According to Raskin, Apple also paid Mackintosh Rainwear a licensing fee... which was probably totally unnecessary as there are many non-competing products in differing industries with identical trademarked names. Certainly no one would mistake a computer for a raincoat unless it is someone with a pathology such as "The Man Who Mistook His Wife for a Hat."
"Glen Cole asks if my attempt to avoid trademark conflict wiht McIntosh audio equipment by spelling the computer "Macintosh" were successful. He correctly remembers that it was not. Apple even had to pay the raincoat manufacturer for use of the name, I have no idea why. Glen also asks how I feel about the nickname "Mac" for the product. Fine, we used it from the very beginning."
By the way, you are aware that Jef Raskin left Apple in early 1982, at a time when Apple's products were NOT released with the project code name which is what "Macintosh" was, and way before any marketing decisions for the Macintosh would even start to be considered? It was Steve Jobs who decided to retain the working name as the product name.
Before Apple owned the rights to the name Macintosh completely, the total licensing cost to Apple from the various companies that were using some variation of Macintosh or Mac, was under $2 million. In addition to McIntosh Labs and Mackintosh Rainwear, Apple also had to pay a Philadelphia company, Management and Computer Services, Inc., for the use of the plural name "Macs." In the internal dispute between Jobs and Sculley about using the project code name of Macintosh for the final product, CEO John Sculley says:
. . . Steve (Jobs) prevailed, but it ultimately cost us nearly $2 million in out-of-court settlements.The other company appears to be Management and Computer Services Inc., a small Philadelphia software company.
In 1985, Apple settled a trademark infringement suit with MACS Inc. for an undisclosed sum, according to a Jan. 24 report from the Associated Press:
Apple Computer Inc. will pay an undisclosed sum to Management and Computer Services Inc. to settle a trademark-infringement lawsuit, the companies said today.
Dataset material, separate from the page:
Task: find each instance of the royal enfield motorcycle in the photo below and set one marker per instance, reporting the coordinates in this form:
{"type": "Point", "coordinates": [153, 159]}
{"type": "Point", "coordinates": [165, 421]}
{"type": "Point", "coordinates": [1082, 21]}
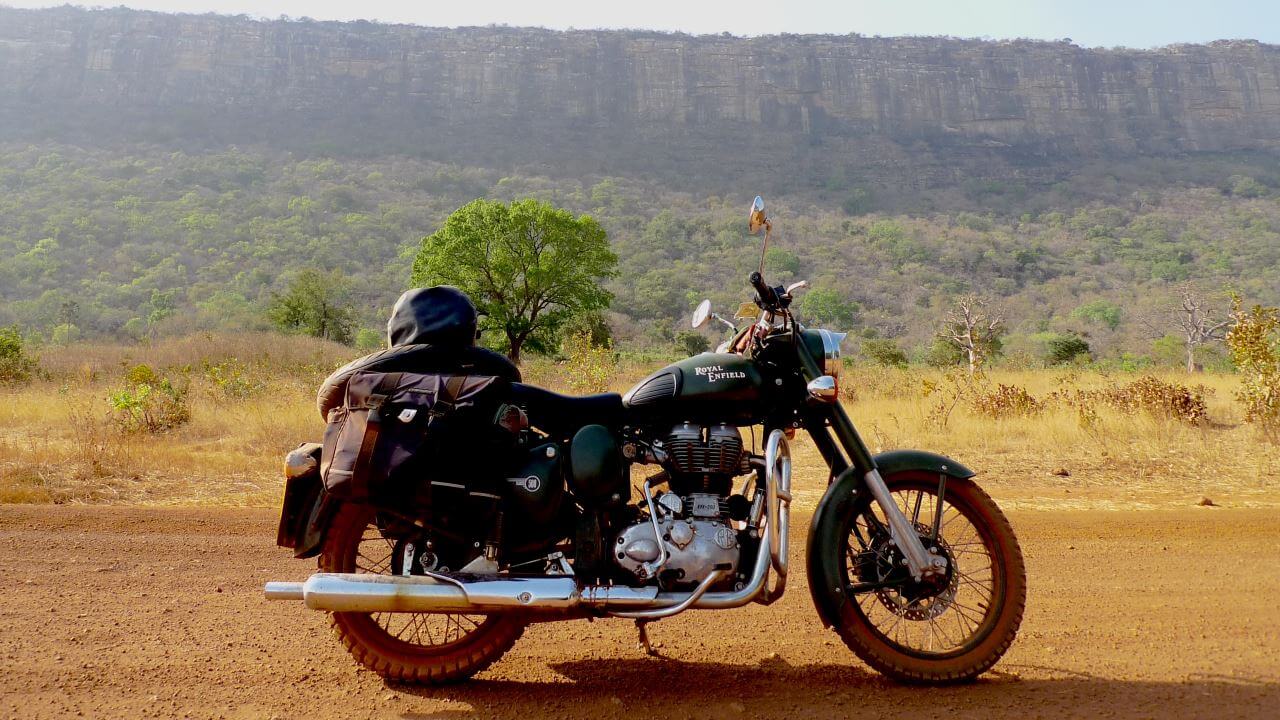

The software company sued Apple for using Mac to describe items associated with its Macintosh personal computer. Management and Computer Services uses Macs as a trademark.
None of these were deliberate. It's just the normal course of events in a world of Trademarks and legal entanglements. It is also why most of the other computer makers and drug producers pay big bucks to come up with weird sounding names that can't be related to any other product.
For some strange reason MAC Cosmetics, MACK Trucks, and BigMac, have not sued or been sued by Apple for trademark infringing name usage.
Now, if you want to talk about Apple's use of the name iPhone infringing CISCO's iPhone, you might have a case.
Thanks for the detailed response. Always eager to learn. I have nothing against Apple technology and design but I am highly skeptical of Apple's questionable business ethics, e.g. entering into music business against the settlement agreement with Apple Corps, Cisco's IPhone infringement you mentioned or the way IMac was advertised ("millions of colors" when it was capable of only 250K) or how owners whose Macbooks had faulty logic boards were treated.
As of McIntosh audio equipment, it was considered "doctors and lawyers stereo" since 1950s a and one of the better known American brands worldwide due to no-nonsense design and good value for money. Their core products were reasonably priced, 1/4 to 1/2 of 1984 Mac sticker price.
Consumer brand perception today is way different from what it was in 1982. Today, Apple brand is #6 on the list and giants from 1982 are nowhere in sight.